Copy data to or from Azure SQL Database by using Azure Data Factory

This article outlines how to use the Copy Activity in Azure Data Factory to copy data from and to an Azure SQL Database. It builds on the copy activity overview article that presents a general overview of copy activity.

Note

This article applies to version 2 of Data Factory, which is currently in preview. If you are using version 1 of the Data Factory service, which is generally available (GA), see Azure SQL Database connector in V1.

Supported capabilities

You can copy data from/to Azure SQL Database to any supported sink data store, or copy data from any supported source data store to Azure SQL Database.
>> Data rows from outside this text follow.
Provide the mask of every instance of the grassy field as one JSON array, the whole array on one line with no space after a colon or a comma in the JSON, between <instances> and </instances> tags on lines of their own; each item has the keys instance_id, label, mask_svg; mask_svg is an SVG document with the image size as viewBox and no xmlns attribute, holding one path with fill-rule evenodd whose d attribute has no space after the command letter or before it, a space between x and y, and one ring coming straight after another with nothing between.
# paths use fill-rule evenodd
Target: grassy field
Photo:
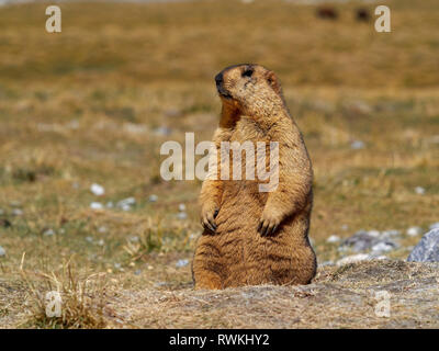
<instances>
[{"instance_id":1,"label":"grassy field","mask_svg":"<svg viewBox=\"0 0 439 351\"><path fill-rule=\"evenodd\" d=\"M136 327L114 303L126 291L191 294L201 182L161 180L159 148L211 138L213 77L232 64L282 81L314 165L319 262L340 254L333 234L438 222L439 4L386 3L392 33L356 21L356 3L331 21L284 1L63 2L59 34L45 32L45 4L0 8L0 327ZM405 240L391 258L418 238ZM42 314L50 288L63 318ZM198 326L221 327L212 318Z\"/></svg>"}]
</instances>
For a list of data stores that are supported as sources/sinks by the copy activity, see the Supported data stores table.

Specifically, this Azure SQL Database connector supports:

  • Copying data using SQL authentication, and Azure Active Directory Application token authentication with Service Principal or Managed Service Identity (MSI).
  • As source, retrieving data using SQL query or stored procedure.
  • As sink, appending data to destination table or invoking a stored procedure with custom logic during copy.

Important

If you copy data using Azure Integration Runtime, configure Azure SQL Server Firewall to allow Azure Services to access the server. If you copy data using Self-hosted Integration Runtime, configure the Azure SQL Server firewall to allow appropriate IP range including the machine's IP that is used to connect to Azure SQL Database.

Getting started

You can create a pipeline with the copy activity by using one of the following tools or SDKs. Select a link to go to a tutorial with step-by-step instructions to create a pipeline with a copy activity.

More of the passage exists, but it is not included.